With regards to popular participation in water management, the State allocated itself disproportionately huge powers somewhat in contradiction to the democratic claims showing a lack of appetite for strong local institutions with sufficient political clout to complement the positive aspects of the water reform.
Meanwhile, some of the good clauses have not been put to use.
For example, according to the new Water Act (Zimbabwe, 1998), the Minister has the responsibility to ‘ensure the availability of water to all citizens for primary purposes’. In order to execute this function, it is the duty of the Minister to secure the provision of affordable water to consumers in under-privileged communities and to ensure that water resources are utilised at all times in an efficient manner having special regard to its value and the economic and other benefits that may be derived from it.

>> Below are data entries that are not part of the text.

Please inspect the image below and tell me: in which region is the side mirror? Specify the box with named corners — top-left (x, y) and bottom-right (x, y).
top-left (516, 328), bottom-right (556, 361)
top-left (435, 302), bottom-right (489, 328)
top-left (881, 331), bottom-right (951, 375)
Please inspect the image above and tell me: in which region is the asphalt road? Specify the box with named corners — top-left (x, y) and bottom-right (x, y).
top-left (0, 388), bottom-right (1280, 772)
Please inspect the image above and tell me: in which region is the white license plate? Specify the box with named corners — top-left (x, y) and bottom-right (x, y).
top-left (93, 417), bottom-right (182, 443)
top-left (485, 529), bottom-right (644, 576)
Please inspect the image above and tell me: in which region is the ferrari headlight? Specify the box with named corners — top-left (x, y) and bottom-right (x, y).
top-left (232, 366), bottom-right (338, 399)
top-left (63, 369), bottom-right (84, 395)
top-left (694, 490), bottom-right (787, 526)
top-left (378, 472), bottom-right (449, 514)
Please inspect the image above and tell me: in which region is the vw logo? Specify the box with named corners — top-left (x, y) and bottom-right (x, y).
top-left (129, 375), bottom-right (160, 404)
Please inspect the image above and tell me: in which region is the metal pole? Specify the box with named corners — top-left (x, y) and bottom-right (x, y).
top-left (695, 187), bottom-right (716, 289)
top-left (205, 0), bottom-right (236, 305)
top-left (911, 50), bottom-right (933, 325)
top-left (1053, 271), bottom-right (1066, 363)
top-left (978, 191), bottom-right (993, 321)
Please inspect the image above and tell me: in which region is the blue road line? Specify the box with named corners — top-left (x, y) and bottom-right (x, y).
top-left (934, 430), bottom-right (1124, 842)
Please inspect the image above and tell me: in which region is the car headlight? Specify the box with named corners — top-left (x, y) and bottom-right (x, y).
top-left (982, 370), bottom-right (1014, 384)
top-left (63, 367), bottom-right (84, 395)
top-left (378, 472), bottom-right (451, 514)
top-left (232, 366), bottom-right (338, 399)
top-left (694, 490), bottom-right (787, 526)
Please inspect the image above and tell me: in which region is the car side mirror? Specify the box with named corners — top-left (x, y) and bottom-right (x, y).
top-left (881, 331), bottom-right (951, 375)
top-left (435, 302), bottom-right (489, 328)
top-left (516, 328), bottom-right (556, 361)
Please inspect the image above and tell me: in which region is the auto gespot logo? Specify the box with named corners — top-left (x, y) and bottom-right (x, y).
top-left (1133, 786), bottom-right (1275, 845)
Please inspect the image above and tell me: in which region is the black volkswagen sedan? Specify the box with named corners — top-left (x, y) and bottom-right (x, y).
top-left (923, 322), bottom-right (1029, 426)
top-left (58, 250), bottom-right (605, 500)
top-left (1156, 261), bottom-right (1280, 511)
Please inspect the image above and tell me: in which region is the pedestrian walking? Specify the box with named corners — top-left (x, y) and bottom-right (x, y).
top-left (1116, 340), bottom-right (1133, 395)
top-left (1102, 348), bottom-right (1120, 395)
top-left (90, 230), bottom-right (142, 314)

It is important to state that these safety nets provided by the Act have not been utilised.
In fact, catchment and sub-catchment councils eager to raise revenue tended to work against the realisation of these.
For example, in Gwayi catchment, suggestions were made to ‘levy a charge for every herd of cattle’, which contradicted the legal provisions.
In Save catchment cases, levies were proposed for ‘any water use where some income was realised’.
Crop yields were low.
The poor agricultural performance translated into poor financial and economic viability, thereby necessitating heavy Government subsidies, in some cases up to 75 percent.
The agro-economic performance of smallholder irrigation schemes depend on a number of factors such as plot size, level of education of plot holders, access to markets and management structure.
It is important to highlight that the State continued the colonial practice of controlling all irrigated activities on the schemes.
For example, farmers were required to follow set cropping programmes, and irrigation schedules.
In 1983, Irrigation Management Committees were introduced in smallholder irrigation schemes to improve co-ordination between irrigators and management. Significantly they failed to take over management of the schemes.
There were also institutional problems where management was located in various Ministries.
This resulted in the duplication of efforts and, in some cases, in lack of clarity on division of responsibilities, thus creating problems of co-ordination.
The various policies failed to change the status of smallholder irrigation.
In some cases, there were clear contradictions.
For example, the restrictions attached to the National Farm Irrigation Fund, established in 1985, resulted in a situation where only ZW$50 000 (US$30 000) was taken up by smallholder farmers compared to ZW$6 million (US$4 million) taken up by white commercial farmers (ZCTU, 1996: 28).
This contributed to the slow growth of smallholder irrigation.
Importantly, no support was given to informal irrigation, which used a mixture of indigenous and introduced technologies and techniques.
This sector, estimated to cover 20 000 hectares in the late 1990s (IFAD, 1997), was said to be more productive than the formal sector.